Abstract

Abstract Subsidence and uplift patterns and thermal history of sedimentary basins are controlled by tectonics, mantle dynamics and surface processes, such as erosion, sediment transport and deposition and their links to climatic variations. We use combined thermo-mechanical and stratigraphic numerical modelling techniques to quantify the links between tectonic and surface processes. We aim to assess the thermal evolution and subsidence rates of asymmetric extensional basins during the syn- and post-rift times by simulating different erosion and sedimentation rates. We analyse the 3D sedimentary architecture and facies distribution of the depocenters. Model results are validated by observations in the Pannonian Basin of Central Europe. Extensional reactivation of inherited suture zones creates asymmetric basin systems controlled by large-scale detachments or low-angle normal faults, where crustal and lithospheric mantle thinning are often rheologically decoupled.

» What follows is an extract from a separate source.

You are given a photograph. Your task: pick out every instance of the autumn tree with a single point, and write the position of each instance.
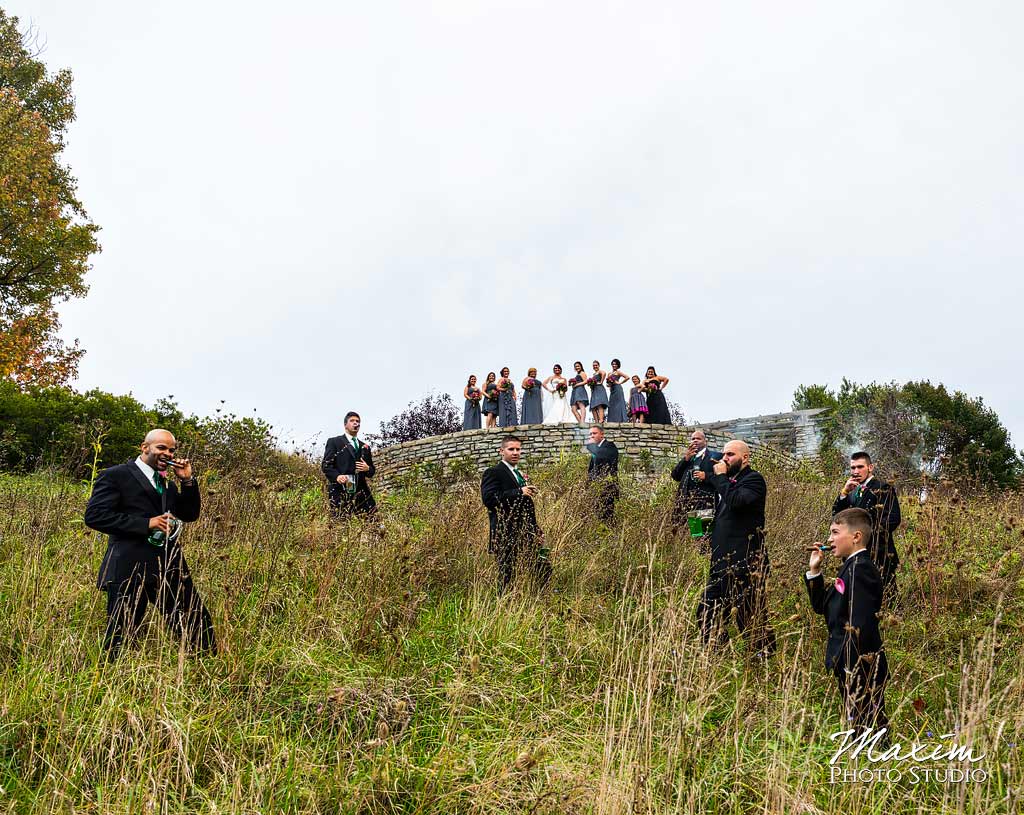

Subsidence rates and basement heat flow in the depocenters show large variabilities during asymmetric extension and post-rift evolution controlled by their initial position from the suture zone and migration of deformation. Transient heat flow anomalies mirror crustal exhumation of footwalls, sediment blanketing and erosion effects in the basins. Enhanced erosion and sedimentation facilitate lower crustal deformation and elastic flexure of the weak, extended lithosphere leading to accentuated differential uplift and subsidence during the syn- and post-rift basin evolution. Tectonics, climate and autogenic processes control transgressive-regressive cycles at different timescales together with the overall sedimentary facies distribution. In our models assuming wet climate the high subsidence rate often outpaces moments of eustatic water-level fall preventing relative base-level fall and enhances the effects of autogenic processes, such as lobe switching processes.